Furthermore, numerous T cells and macrophages were detected in the infarcted myocardium, and they significantly correlated with the number of DC. This fact is very important because single DC are not able to mediate effects of the immune system, but the presence of further immune cells is required like an orchestra, so that DC can initiate an immune response. In the area of infarction a strong expression of HLA-DR, which significantly correlated with the presence of DC, was observed. Furthermore, direct cell contacts of DC and T cells were detected, so that it is very likely that DC induce an immune response to cardiac antigens leading to myocardial inflammation after AMI.

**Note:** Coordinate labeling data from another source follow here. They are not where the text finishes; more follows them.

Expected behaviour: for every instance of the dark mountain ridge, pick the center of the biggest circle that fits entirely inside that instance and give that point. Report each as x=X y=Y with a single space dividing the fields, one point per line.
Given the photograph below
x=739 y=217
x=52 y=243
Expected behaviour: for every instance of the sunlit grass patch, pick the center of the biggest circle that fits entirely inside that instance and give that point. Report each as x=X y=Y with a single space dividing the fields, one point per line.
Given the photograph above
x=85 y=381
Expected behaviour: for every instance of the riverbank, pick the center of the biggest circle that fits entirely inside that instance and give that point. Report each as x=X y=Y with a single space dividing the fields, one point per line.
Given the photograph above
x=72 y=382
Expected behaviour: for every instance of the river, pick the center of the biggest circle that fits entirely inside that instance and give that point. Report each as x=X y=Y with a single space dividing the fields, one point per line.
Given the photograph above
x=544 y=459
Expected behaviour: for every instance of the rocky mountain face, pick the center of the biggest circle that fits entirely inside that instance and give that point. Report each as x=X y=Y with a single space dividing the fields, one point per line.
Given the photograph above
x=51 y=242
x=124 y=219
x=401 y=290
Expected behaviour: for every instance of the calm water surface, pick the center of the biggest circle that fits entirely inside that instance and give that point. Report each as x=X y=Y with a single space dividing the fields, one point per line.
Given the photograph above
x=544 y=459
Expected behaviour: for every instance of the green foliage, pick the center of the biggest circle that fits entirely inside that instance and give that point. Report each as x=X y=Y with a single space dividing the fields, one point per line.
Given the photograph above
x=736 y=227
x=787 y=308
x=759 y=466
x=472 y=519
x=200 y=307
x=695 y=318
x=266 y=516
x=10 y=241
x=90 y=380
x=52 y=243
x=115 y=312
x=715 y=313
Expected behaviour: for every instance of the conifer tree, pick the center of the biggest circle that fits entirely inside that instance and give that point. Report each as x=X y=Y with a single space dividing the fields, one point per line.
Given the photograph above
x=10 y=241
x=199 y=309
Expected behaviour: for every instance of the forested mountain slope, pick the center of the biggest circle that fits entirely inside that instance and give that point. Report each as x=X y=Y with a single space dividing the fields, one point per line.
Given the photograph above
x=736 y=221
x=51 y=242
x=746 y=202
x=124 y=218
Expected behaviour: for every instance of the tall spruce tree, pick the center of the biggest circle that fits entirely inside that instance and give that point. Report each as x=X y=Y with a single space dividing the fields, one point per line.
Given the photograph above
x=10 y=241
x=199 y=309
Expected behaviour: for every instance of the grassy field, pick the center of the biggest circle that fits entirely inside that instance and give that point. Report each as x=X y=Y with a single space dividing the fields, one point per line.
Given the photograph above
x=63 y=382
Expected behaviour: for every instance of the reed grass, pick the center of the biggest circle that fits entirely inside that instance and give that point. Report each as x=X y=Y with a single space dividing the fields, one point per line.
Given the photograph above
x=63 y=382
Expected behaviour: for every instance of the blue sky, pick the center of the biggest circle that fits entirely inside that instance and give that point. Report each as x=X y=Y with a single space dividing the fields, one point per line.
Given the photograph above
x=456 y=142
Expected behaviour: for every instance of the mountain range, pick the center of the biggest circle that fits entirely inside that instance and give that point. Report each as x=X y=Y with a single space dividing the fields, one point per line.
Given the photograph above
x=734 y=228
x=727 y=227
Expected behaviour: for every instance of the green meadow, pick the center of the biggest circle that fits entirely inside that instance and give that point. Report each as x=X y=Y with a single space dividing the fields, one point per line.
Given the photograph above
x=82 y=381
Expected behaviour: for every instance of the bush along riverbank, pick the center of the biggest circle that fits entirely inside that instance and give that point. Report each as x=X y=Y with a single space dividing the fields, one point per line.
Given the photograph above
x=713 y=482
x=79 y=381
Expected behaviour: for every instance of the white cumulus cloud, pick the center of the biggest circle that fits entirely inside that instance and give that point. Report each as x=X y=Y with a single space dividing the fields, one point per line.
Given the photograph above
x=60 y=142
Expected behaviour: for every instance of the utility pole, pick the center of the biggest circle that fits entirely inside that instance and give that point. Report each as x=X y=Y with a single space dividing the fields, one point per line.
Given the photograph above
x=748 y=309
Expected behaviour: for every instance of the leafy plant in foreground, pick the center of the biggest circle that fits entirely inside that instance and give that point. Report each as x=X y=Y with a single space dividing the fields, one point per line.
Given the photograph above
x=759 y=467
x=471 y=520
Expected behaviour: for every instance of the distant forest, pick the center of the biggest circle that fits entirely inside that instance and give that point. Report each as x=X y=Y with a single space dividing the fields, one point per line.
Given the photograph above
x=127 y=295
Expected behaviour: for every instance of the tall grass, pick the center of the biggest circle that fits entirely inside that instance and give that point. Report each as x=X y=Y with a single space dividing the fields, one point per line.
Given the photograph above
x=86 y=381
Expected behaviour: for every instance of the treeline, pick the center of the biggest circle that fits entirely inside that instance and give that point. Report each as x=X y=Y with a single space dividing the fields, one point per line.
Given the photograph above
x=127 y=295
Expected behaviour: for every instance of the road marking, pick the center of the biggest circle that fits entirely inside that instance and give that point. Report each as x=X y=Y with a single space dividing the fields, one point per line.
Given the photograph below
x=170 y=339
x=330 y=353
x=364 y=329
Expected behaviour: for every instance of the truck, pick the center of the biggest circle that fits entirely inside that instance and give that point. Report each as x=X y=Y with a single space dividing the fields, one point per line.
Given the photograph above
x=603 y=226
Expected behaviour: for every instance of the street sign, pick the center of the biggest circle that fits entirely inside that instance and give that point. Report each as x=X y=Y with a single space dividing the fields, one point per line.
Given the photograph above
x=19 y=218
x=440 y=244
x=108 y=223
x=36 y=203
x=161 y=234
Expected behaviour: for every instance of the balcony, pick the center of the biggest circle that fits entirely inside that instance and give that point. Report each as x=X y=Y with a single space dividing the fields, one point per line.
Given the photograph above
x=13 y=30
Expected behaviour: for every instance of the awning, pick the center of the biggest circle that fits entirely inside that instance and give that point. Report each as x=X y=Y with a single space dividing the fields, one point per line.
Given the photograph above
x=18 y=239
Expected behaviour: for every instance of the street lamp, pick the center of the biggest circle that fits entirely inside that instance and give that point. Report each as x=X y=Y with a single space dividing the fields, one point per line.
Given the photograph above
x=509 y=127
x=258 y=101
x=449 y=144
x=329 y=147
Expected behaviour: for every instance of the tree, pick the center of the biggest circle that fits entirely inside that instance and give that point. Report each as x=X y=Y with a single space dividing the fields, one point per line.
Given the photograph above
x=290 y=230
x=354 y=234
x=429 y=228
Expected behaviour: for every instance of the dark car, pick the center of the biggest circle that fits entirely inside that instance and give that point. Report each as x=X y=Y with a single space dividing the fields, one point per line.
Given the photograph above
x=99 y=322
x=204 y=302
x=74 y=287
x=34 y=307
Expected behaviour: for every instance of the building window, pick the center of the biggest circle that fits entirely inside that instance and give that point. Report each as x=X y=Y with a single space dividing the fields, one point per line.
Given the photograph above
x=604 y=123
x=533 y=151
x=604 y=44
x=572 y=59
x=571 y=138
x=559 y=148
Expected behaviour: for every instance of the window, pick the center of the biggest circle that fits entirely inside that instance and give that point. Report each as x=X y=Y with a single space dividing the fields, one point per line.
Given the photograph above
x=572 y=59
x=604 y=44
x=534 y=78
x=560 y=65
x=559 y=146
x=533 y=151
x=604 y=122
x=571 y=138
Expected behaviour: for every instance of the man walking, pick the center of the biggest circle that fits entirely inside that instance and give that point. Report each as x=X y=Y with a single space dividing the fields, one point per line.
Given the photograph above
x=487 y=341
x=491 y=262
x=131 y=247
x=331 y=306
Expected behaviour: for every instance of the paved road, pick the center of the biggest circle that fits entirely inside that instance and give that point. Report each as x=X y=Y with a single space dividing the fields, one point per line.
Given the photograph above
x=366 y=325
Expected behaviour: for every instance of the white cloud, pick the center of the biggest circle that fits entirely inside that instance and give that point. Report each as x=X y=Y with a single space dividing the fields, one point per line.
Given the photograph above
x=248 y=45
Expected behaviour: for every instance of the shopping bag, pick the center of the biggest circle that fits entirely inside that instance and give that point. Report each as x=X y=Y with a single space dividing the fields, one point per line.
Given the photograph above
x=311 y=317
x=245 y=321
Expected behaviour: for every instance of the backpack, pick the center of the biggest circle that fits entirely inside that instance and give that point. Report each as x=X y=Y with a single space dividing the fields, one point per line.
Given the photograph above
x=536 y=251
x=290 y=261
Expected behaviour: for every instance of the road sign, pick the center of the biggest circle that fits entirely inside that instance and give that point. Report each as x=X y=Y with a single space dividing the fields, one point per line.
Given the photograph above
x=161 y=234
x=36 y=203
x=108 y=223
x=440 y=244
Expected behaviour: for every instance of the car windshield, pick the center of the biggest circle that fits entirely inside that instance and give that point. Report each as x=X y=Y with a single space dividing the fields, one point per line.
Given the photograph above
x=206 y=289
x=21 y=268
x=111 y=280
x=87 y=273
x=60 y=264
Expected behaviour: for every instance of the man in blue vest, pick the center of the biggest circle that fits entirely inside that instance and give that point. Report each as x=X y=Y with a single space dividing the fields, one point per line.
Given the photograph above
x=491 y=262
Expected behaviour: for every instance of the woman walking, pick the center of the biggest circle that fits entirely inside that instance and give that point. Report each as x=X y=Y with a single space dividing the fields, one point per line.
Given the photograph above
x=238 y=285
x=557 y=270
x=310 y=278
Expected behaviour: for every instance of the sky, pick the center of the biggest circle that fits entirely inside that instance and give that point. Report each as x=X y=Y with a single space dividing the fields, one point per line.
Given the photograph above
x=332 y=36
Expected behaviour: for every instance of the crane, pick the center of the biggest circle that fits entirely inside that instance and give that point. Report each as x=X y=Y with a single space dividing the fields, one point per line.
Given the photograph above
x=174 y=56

These results are consistent with former animal studies analyzing the recruitment of DC into the infarcted myocardium. Zhang et al. firstly described the presence of DC, associated with MHC II expression and T cell contacts, in the heart of rats with experimental AMI (26). More recently, Naito et al. demonstrated that GM-CSF and G-CSF inversely affected LV remodelling after experimental AMI, and they concluded that modulation of the immune response by myocardium-infiltrating DC is crucial for the development of progressive heart failure (27). Additionally, Takahashi et al. showed that locally injected high-mobility group box (HMGB)-1 significantly reduced the myocardial infiltration of DC after AMI, and, thus, improved global cardiac function (28).

Beyond myocardial inflammation, we showed significant inflammation of occluded coronary arteries. However, coronary vascular inflammation might be the reason or the result of AMI, which can not be determined in the present study. Recently, it was shown that platelets induce vascular recruitment and maturation of DC (29). Hence, interaction of platelets with DC might be the link between thrombosis and coronary inflammation.

CONCLUSIONS

The results of our study show that infarcted myocardium is significantly infiltrated with DC, macrophages, and T cells. The high expression of HLA-DR and frequent contacts with T cells indicate that DC initiate an immune response against cardiac antigens in the infarcted myocardium leading to progressive heart failure. Thus, modulation of DC function might be a novel therapeutic approach to prevent LV remodelling after AMI.